Con la de Chile se precipitó su agonía. Entre la presión internacional y las dificultades interpuestas por los leales a Pinochet, no pudo ser más tortuoso su traslado a la clínica Santa María de Santiago, donde a poco habría de morir. Agónico, tuvo que sortear amenazas y retenes en el trayecto. Imperaba en las calles la desesperación, el silencio, la tortura... Desaparecían los niños de parturientas detenidas y los hijos pequeños de sindicalistas, trabajadores y de cientos de parejas abatidas con furia por sus ideas. El país era cifra de sufrimiento.
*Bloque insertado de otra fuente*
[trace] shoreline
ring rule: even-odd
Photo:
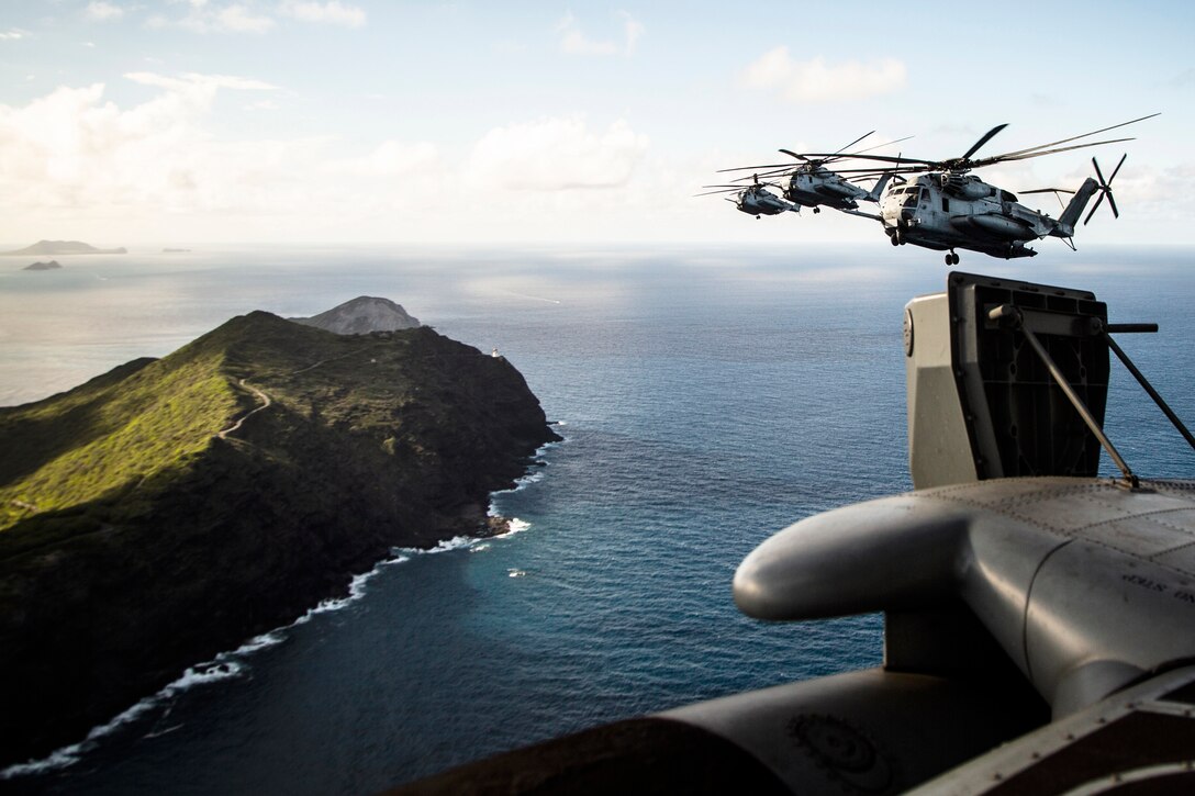
[[[549,423],[549,425],[552,427],[556,423]],[[490,492],[489,512],[494,510],[494,497],[496,495],[517,492],[532,484],[539,483],[541,478],[537,478],[535,476],[539,476],[550,466],[550,463],[544,461],[541,457],[547,451],[566,441],[565,437],[560,437],[559,440],[545,442],[531,457],[527,457],[523,476],[515,479],[509,488]],[[486,513],[485,518],[485,521],[476,528],[478,531],[476,535],[458,534],[440,539],[435,544],[427,546],[392,546],[388,556],[376,561],[370,569],[349,576],[349,581],[342,592],[321,596],[314,606],[307,608],[299,617],[280,624],[271,630],[253,635],[233,649],[220,651],[209,660],[188,666],[174,680],[154,693],[142,697],[106,722],[92,727],[82,740],[59,747],[48,755],[0,767],[0,783],[20,782],[23,779],[67,771],[72,766],[82,763],[86,755],[94,751],[105,737],[120,731],[122,727],[136,723],[146,714],[168,706],[170,700],[178,694],[196,687],[241,676],[246,668],[249,668],[247,661],[251,660],[255,653],[284,643],[292,630],[312,622],[320,614],[343,611],[364,599],[367,594],[366,584],[386,568],[406,563],[412,556],[468,550],[474,545],[489,543],[494,539],[510,538],[531,527],[528,523],[522,523],[522,527],[511,527],[515,522],[522,522],[519,518],[507,518],[492,513]]]

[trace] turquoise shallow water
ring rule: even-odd
[[[1122,344],[1193,418],[1191,255],[964,265],[1093,289],[1115,322],[1159,322],[1162,335]],[[565,441],[495,496],[520,532],[396,551],[357,599],[192,673],[72,751],[72,765],[0,785],[362,792],[598,722],[877,663],[878,617],[755,623],[734,608],[730,577],[803,516],[908,489],[902,307],[944,280],[936,257],[897,265],[845,249],[228,250],[5,273],[4,403],[165,354],[233,314],[312,314],[368,294],[497,347]],[[1114,374],[1109,434],[1142,474],[1189,476],[1195,454],[1139,396]]]

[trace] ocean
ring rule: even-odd
[[[912,250],[912,247],[907,247]],[[958,270],[1091,289],[1195,423],[1195,250],[1042,244]],[[0,405],[161,356],[253,310],[402,304],[526,376],[564,437],[496,539],[396,550],[345,599],[201,662],[88,740],[0,773],[54,794],[358,794],[594,724],[860,667],[877,616],[765,624],[735,567],[788,525],[906,491],[902,308],[944,288],[874,246],[270,249],[0,258]],[[1107,430],[1145,477],[1195,453],[1114,363]],[[1107,461],[1105,461],[1107,469]],[[1108,470],[1111,474],[1111,470]]]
De tan insólitos, los trámites funerarios parecen irreales: al trasladar el cadáver desde el hospital por la calle Manzur, en dirección a su casa para velarlo, se pinchó una llanta de la carroza. Los soldados se adelantaron y todo estaba saqueado. Llovía por dentro y por fuera mientras el ataúd vacilaba entre charcos, vidrios y cosas rotas. Cercados por carabineros y metralletas, los dolientes se sentían desolados. Aparecieron algunos amigos; periodistas de todas partes, una silla para Matilde, prestada por la vecina... Así transcurrió una noche fría alrededor del féretro. A la mañana siguiente, no faltaron percances: uno de los cargadores del ataúd cayó al agua al pasar el puente sobre un canal. A pie, la marcha fúnebre crecía al paso de calles donde se respiraba el peligro. La muchedumbre desafiaba los riesgos. Se multiplican las flores y, a pesar de la abundancia de militares, se dejaron oír las voces de despedida: “Pablo Neruda, presente, ahora y siempre.”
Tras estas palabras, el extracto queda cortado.